# Question about saddles and panniers



## TDG-Farms (Jul 12, 2013)

Howdy,

I picked up 5 saddles and 3 sets of panniers recently. 3 are matching sets (blue, teal and purple) and then 2 solo saddles (hunter orange and red). I also picked up a home made saddle from the rendy. So I find myself with to much equipment and not enough goats to use it all. Currently only have plans to keep two packers (Legion and Fred, now named Darius). But am going to keep 4 saddles in case the bug takes an even bigger hold . Anyways, this leaves me with 2 extra saddles (one of which is the home made one and the other the red saddle). The problem I am having I can not find the color I want for a saddle/pannier set. My herd colors are Maroon/Grey/Black and Id really like to have a maroon set. Does anyone know anyone who might be willing to make a custom colored set? If so I would then also need a set of hunter orange panniers to match my orange saddle. There is a link below to pictures of the saddles and panniers. Not sure who made them but would like to kinda stay in the same kind of "make and model" of both saddle cover and panniers.

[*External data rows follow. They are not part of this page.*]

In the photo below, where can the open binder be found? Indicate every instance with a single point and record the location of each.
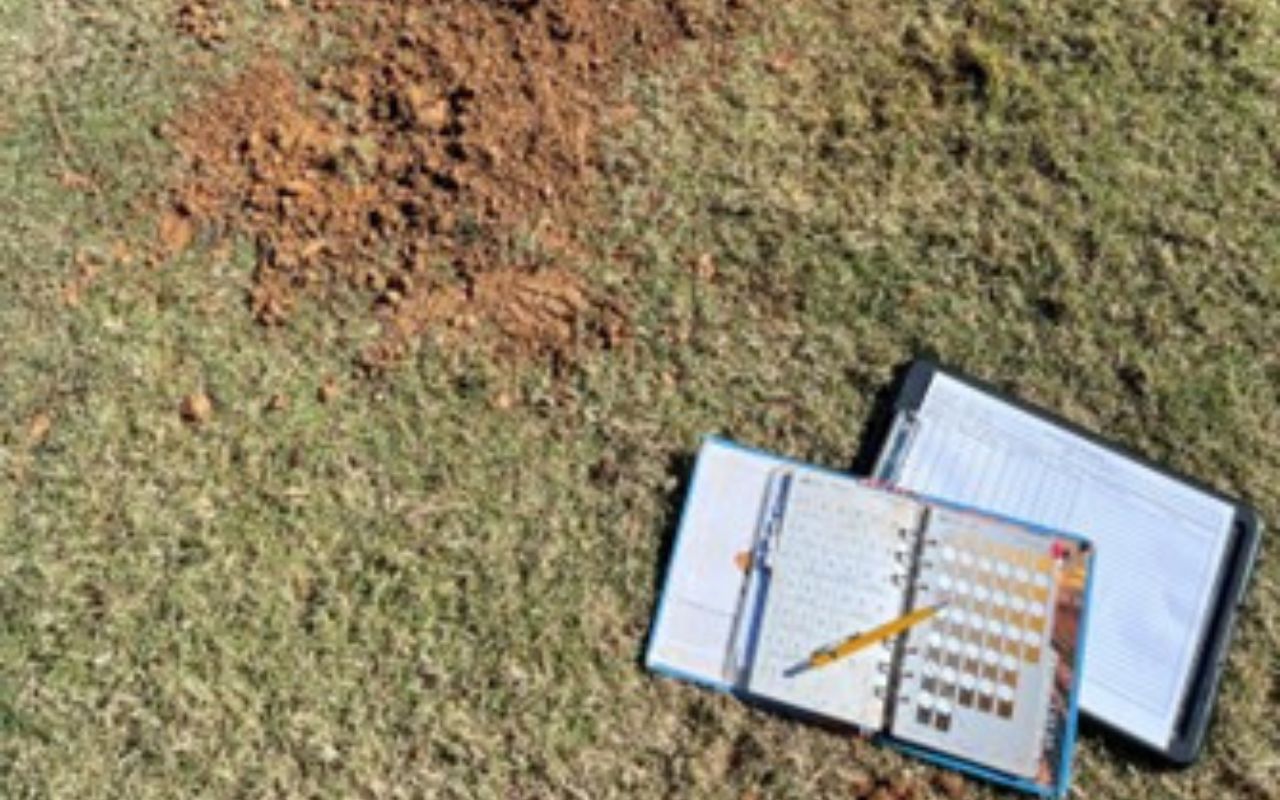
(1174, 556)
(776, 558)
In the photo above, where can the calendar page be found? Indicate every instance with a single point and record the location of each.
(990, 677)
(836, 567)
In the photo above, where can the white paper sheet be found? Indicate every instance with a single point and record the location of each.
(1160, 543)
(694, 630)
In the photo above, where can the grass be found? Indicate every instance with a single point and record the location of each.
(424, 589)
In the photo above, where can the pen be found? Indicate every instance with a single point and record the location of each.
(859, 641)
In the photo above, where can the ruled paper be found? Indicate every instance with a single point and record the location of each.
(1160, 542)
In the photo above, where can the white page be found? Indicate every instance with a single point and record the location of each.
(695, 622)
(1160, 543)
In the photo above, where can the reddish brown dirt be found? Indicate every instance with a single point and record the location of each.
(408, 168)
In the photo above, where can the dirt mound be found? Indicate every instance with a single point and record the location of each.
(407, 168)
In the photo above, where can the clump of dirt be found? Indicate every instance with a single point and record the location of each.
(204, 21)
(408, 168)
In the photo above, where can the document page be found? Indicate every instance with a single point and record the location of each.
(833, 572)
(696, 616)
(1160, 543)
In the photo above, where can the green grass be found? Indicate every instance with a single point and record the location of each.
(416, 590)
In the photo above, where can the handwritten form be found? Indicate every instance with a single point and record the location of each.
(1160, 543)
(832, 572)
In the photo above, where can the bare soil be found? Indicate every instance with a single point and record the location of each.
(407, 168)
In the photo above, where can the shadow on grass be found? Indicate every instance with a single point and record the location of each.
(681, 465)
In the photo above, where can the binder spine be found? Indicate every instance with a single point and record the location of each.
(906, 552)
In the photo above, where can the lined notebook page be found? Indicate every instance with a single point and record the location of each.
(831, 575)
(1160, 543)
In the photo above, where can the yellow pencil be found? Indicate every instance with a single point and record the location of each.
(859, 641)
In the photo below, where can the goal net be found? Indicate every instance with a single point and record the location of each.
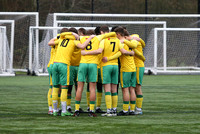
(40, 58)
(172, 20)
(23, 20)
(181, 52)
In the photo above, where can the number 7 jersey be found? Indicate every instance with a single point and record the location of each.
(110, 47)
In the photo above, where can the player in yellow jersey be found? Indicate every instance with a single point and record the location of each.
(61, 70)
(75, 61)
(127, 75)
(88, 68)
(98, 85)
(109, 70)
(49, 68)
(139, 72)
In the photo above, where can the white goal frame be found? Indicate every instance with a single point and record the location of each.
(169, 70)
(37, 71)
(122, 22)
(36, 14)
(11, 43)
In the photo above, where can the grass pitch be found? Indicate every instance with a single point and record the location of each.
(171, 105)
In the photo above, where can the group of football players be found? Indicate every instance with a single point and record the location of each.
(101, 58)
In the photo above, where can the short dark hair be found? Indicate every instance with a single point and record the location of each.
(97, 30)
(64, 30)
(72, 29)
(82, 30)
(119, 30)
(104, 28)
(90, 32)
(126, 33)
(113, 28)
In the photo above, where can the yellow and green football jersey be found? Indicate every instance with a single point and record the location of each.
(93, 45)
(110, 46)
(127, 61)
(65, 49)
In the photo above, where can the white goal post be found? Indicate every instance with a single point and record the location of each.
(38, 65)
(7, 47)
(22, 22)
(181, 51)
(149, 48)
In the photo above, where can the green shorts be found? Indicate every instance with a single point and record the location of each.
(110, 74)
(128, 79)
(73, 75)
(61, 74)
(139, 75)
(50, 69)
(99, 76)
(89, 71)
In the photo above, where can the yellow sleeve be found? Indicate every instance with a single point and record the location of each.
(103, 36)
(76, 42)
(62, 35)
(71, 37)
(101, 44)
(139, 55)
(142, 42)
(132, 44)
(115, 56)
(56, 41)
(121, 46)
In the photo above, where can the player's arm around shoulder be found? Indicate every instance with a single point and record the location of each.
(94, 52)
(53, 42)
(82, 46)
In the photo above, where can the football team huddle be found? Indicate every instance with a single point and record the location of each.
(101, 58)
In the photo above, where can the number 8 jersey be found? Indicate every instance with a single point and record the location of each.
(93, 45)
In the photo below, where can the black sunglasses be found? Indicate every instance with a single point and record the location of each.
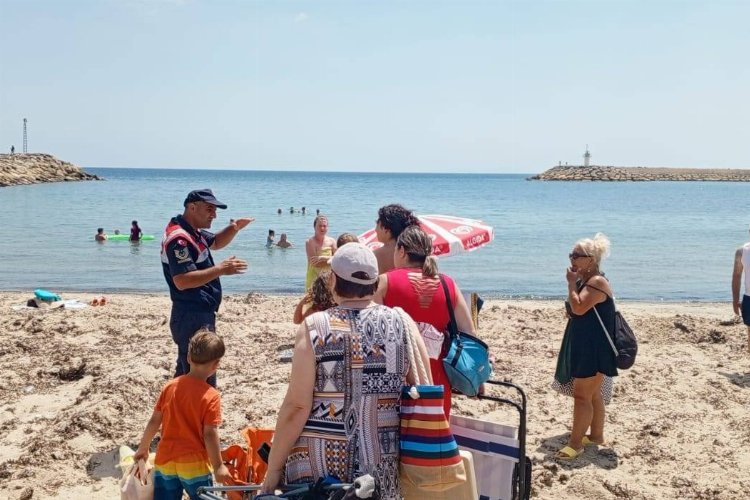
(575, 255)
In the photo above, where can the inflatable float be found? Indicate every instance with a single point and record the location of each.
(126, 237)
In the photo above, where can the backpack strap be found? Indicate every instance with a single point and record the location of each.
(596, 288)
(606, 333)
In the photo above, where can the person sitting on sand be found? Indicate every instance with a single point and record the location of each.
(392, 220)
(585, 354)
(319, 248)
(283, 241)
(317, 298)
(345, 238)
(742, 265)
(188, 412)
(135, 231)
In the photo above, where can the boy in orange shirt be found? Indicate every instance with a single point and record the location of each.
(189, 413)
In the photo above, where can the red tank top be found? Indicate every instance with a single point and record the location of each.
(423, 298)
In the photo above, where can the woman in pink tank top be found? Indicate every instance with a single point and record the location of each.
(414, 285)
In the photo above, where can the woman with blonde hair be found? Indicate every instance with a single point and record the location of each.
(586, 356)
(415, 286)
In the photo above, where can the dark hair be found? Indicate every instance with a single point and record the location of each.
(395, 218)
(349, 290)
(418, 247)
(321, 293)
(205, 346)
(345, 238)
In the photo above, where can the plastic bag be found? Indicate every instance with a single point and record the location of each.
(138, 483)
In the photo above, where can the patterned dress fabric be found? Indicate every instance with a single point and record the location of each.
(353, 427)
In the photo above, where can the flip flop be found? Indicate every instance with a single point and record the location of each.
(568, 453)
(585, 441)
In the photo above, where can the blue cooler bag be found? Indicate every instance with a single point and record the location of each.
(467, 363)
(467, 359)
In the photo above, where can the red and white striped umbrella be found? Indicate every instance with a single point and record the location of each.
(450, 235)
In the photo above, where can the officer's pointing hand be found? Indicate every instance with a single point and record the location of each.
(243, 222)
(233, 265)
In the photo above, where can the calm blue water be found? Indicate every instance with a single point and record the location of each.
(670, 240)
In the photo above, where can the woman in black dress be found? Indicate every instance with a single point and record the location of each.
(589, 355)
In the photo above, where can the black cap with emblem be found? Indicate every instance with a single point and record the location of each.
(205, 195)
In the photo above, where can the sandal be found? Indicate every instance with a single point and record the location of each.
(586, 441)
(568, 453)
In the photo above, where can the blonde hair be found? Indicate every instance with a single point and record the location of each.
(596, 247)
(205, 346)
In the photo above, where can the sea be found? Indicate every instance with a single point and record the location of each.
(671, 241)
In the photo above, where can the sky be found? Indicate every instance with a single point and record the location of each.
(419, 86)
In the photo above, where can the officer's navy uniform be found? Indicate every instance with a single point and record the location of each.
(186, 249)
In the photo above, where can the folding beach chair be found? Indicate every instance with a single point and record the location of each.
(503, 471)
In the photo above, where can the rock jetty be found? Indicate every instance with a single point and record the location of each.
(37, 168)
(606, 173)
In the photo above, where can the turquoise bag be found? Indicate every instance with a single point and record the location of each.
(467, 360)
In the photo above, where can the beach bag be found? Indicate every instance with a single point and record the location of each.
(235, 458)
(623, 342)
(138, 483)
(467, 359)
(429, 456)
(255, 437)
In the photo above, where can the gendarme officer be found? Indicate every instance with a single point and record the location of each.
(189, 269)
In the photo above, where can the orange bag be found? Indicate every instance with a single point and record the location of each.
(255, 437)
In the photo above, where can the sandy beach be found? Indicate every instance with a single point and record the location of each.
(78, 383)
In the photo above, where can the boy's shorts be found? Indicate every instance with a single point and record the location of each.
(171, 478)
(746, 309)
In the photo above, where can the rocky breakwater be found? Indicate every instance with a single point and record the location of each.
(37, 168)
(606, 173)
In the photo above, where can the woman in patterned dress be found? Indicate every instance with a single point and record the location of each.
(340, 414)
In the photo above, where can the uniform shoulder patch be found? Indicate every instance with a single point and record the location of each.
(182, 254)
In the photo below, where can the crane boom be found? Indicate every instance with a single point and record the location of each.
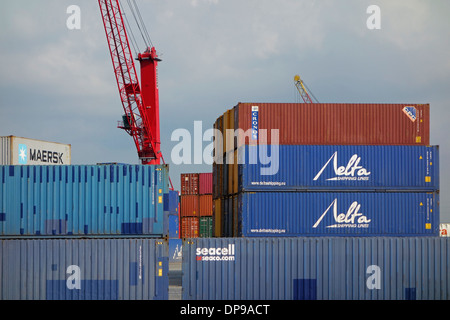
(302, 90)
(140, 104)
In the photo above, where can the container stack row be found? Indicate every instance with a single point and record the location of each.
(84, 231)
(325, 170)
(196, 206)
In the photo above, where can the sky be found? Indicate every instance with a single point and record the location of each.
(57, 84)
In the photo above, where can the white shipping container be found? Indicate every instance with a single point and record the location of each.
(24, 151)
(444, 230)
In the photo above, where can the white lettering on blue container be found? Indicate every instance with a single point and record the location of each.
(255, 110)
(352, 219)
(352, 171)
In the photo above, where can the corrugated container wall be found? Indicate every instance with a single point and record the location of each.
(205, 205)
(190, 206)
(333, 124)
(84, 269)
(357, 168)
(444, 230)
(316, 269)
(25, 151)
(189, 183)
(205, 183)
(189, 227)
(275, 214)
(83, 200)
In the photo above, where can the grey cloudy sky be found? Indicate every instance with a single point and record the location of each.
(58, 84)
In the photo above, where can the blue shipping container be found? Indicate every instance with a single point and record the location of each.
(84, 269)
(83, 200)
(174, 226)
(337, 214)
(359, 168)
(175, 250)
(324, 268)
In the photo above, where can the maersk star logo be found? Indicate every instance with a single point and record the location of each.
(22, 154)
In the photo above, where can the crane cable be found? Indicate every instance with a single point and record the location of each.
(140, 22)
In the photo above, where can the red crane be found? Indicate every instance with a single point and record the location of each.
(140, 102)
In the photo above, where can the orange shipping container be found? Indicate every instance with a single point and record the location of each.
(189, 183)
(206, 205)
(189, 227)
(217, 218)
(189, 206)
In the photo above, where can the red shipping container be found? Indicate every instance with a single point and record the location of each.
(189, 227)
(205, 183)
(189, 183)
(190, 206)
(334, 123)
(206, 207)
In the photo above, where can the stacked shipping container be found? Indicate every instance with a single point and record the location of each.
(103, 227)
(328, 169)
(196, 205)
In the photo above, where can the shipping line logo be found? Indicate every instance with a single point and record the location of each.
(410, 111)
(255, 110)
(23, 154)
(37, 155)
(215, 254)
(352, 171)
(352, 219)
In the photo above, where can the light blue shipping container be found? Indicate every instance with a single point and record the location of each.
(322, 268)
(83, 200)
(349, 167)
(84, 269)
(287, 214)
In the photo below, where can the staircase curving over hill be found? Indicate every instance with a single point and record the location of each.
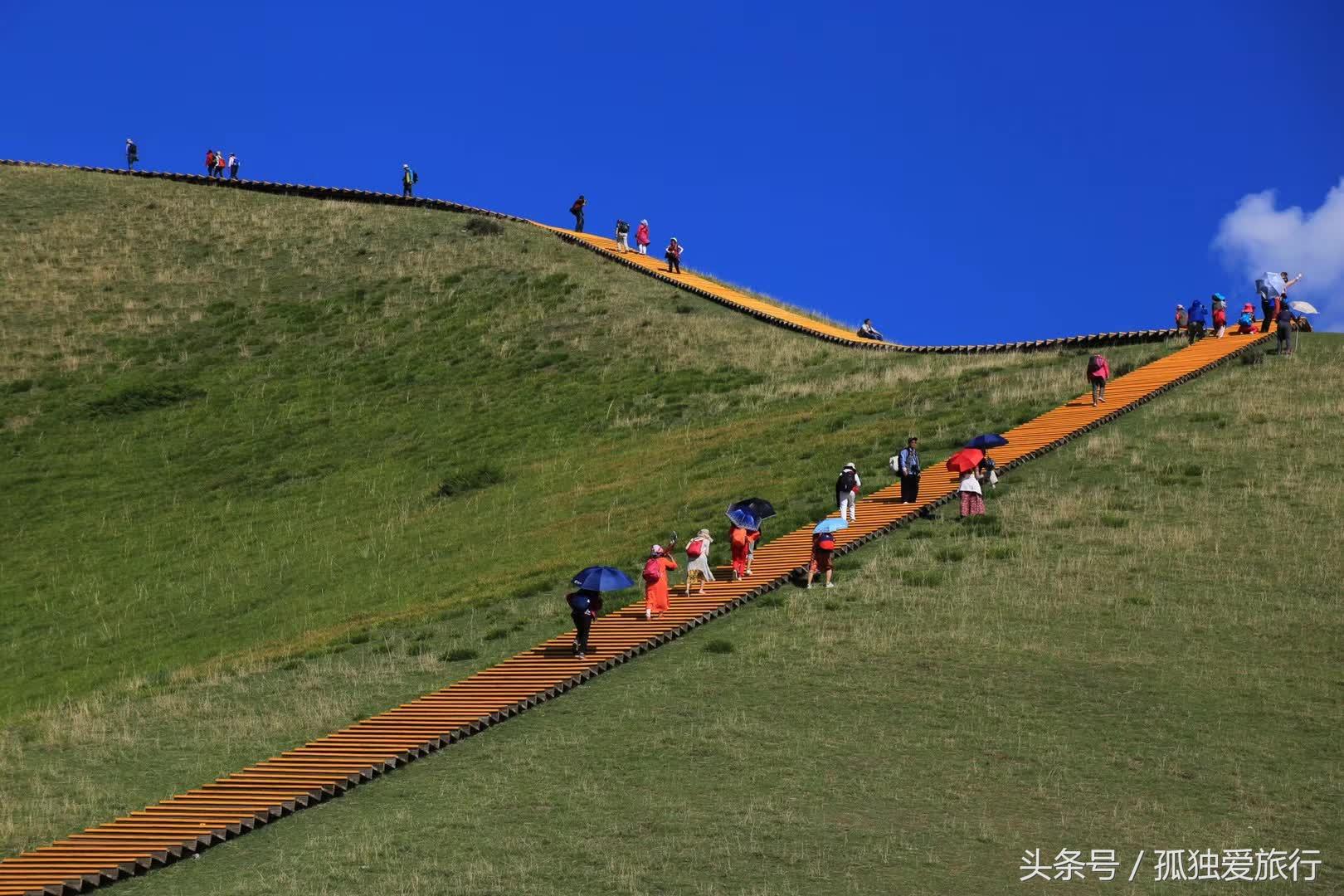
(186, 824)
(691, 282)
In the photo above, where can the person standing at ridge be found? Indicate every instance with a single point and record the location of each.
(1220, 306)
(656, 582)
(674, 256)
(908, 468)
(867, 331)
(1098, 371)
(845, 485)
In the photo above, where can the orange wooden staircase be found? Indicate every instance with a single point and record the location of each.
(327, 767)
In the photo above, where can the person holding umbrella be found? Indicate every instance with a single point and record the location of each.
(587, 601)
(823, 548)
(656, 582)
(847, 492)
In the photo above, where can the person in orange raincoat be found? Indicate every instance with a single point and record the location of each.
(656, 582)
(739, 540)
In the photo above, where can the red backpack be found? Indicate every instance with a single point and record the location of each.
(654, 570)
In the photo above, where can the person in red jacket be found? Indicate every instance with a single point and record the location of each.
(656, 582)
(1098, 371)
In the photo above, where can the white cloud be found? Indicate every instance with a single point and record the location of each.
(1257, 236)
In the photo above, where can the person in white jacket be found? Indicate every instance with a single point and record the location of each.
(698, 570)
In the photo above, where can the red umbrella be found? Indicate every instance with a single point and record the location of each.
(965, 460)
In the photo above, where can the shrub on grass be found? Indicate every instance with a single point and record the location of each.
(468, 480)
(457, 655)
(141, 397)
(483, 227)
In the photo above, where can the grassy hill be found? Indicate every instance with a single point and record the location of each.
(275, 465)
(1138, 652)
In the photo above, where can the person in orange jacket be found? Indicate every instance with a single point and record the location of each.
(739, 542)
(656, 582)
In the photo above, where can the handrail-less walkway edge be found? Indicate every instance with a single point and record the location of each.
(648, 265)
(275, 787)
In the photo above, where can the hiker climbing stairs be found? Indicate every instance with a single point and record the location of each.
(236, 804)
(760, 308)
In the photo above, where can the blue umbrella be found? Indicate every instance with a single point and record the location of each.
(743, 518)
(986, 441)
(602, 579)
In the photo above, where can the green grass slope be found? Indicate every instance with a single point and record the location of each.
(251, 429)
(1137, 649)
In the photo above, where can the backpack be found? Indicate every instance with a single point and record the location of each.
(654, 570)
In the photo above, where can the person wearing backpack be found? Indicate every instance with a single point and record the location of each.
(823, 550)
(906, 465)
(847, 488)
(1220, 306)
(583, 607)
(698, 562)
(656, 582)
(1098, 371)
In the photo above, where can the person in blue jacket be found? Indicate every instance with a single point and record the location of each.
(583, 607)
(1198, 320)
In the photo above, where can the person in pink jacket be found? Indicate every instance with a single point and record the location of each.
(1098, 371)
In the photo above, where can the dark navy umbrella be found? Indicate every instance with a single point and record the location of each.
(986, 441)
(743, 518)
(602, 579)
(760, 508)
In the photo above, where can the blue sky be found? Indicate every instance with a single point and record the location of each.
(958, 173)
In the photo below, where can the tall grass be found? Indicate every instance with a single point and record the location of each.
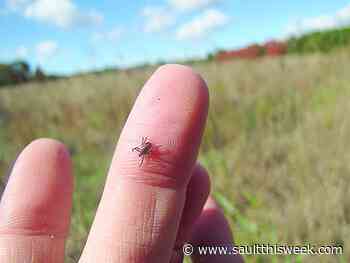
(276, 144)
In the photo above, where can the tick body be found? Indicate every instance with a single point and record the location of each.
(143, 149)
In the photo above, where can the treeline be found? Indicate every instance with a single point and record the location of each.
(20, 72)
(322, 41)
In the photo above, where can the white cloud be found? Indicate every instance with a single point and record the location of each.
(61, 13)
(15, 5)
(21, 52)
(338, 19)
(157, 19)
(46, 50)
(202, 25)
(112, 35)
(186, 5)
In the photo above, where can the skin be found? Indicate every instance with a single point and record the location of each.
(146, 212)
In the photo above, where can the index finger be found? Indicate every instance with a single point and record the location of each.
(140, 210)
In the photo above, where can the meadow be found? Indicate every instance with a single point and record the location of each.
(276, 144)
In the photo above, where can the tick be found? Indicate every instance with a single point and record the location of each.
(143, 149)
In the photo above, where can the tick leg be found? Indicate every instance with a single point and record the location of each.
(137, 149)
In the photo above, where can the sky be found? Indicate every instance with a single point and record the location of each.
(70, 36)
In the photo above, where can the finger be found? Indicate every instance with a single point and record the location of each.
(212, 229)
(140, 210)
(36, 205)
(197, 193)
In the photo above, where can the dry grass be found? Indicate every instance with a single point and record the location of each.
(276, 144)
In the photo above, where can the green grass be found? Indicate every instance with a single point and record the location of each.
(276, 144)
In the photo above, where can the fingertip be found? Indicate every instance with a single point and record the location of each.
(37, 198)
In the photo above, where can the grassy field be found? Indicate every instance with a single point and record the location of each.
(276, 144)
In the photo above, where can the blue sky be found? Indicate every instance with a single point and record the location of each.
(68, 36)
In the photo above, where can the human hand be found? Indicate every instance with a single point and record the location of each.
(146, 212)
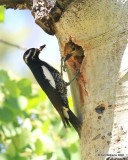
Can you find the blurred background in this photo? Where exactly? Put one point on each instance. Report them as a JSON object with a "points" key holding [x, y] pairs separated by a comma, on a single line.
{"points": [[30, 128]]}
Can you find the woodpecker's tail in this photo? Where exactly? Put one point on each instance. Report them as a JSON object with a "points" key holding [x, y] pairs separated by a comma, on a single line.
{"points": [[77, 124]]}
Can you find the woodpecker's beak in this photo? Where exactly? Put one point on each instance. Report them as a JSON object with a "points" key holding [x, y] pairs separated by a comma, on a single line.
{"points": [[67, 57], [42, 47]]}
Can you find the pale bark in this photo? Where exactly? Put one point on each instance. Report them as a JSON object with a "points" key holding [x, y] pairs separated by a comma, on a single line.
{"points": [[101, 28], [101, 92]]}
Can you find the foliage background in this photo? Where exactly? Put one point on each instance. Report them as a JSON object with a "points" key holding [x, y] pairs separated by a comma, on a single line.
{"points": [[30, 128]]}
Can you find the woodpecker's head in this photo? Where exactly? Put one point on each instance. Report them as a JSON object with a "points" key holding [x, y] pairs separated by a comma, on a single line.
{"points": [[32, 54]]}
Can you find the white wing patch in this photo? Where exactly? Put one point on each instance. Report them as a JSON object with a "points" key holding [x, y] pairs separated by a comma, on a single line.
{"points": [[49, 76], [26, 57], [65, 111]]}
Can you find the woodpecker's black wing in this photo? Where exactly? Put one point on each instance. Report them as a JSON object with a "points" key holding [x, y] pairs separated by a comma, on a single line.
{"points": [[61, 89], [53, 85]]}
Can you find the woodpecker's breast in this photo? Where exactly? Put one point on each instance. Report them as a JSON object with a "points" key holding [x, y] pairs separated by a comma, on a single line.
{"points": [[49, 76]]}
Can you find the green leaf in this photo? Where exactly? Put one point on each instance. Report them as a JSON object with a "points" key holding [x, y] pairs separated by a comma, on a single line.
{"points": [[6, 115], [45, 127], [12, 150], [73, 148], [39, 147], [1, 13], [12, 104], [25, 87], [3, 76], [66, 153], [22, 140]]}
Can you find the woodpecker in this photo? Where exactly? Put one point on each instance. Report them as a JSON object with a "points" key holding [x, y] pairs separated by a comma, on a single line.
{"points": [[51, 82]]}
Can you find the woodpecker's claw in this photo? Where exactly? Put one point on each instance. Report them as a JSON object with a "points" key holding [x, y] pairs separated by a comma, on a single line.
{"points": [[67, 57], [42, 47]]}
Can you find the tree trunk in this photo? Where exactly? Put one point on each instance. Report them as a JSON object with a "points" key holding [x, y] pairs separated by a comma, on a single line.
{"points": [[99, 28]]}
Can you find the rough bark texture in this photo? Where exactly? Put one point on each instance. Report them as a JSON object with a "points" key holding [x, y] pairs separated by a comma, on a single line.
{"points": [[100, 28], [100, 93]]}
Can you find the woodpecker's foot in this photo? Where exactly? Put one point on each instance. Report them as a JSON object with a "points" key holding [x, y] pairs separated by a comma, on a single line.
{"points": [[75, 76], [63, 66]]}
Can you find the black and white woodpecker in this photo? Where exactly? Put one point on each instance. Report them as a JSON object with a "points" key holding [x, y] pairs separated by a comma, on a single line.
{"points": [[53, 85]]}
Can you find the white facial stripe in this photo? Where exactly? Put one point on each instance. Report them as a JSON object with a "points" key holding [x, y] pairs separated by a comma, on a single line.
{"points": [[26, 58], [65, 111], [49, 76]]}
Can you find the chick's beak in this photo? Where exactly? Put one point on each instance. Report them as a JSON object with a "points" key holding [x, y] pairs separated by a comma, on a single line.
{"points": [[67, 57]]}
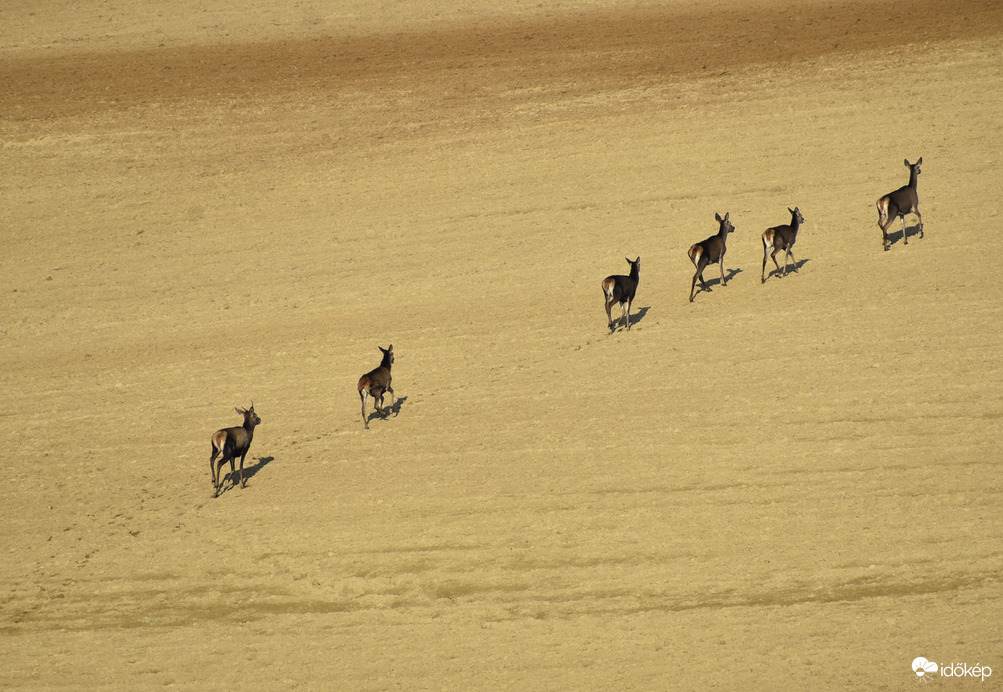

So what I guess I really need to know is, what kind of saddles and panniers do you think these are? Any custom color makers out there? Anyone interested in a home made saddle, a saddle with a red cover, a teal saddle cover and matching panniers? Click the link for a few pictures. Thanks

http://trinitypackgoats.webs.com/apps/p ... d=14132301


----------



## Rex (Nov 30, 2008)

Dave all the gear in your pictures look like it is all from Northwest Packgoats except the flat plywood saddle. That is an old Oyhee wood Saddle.


----------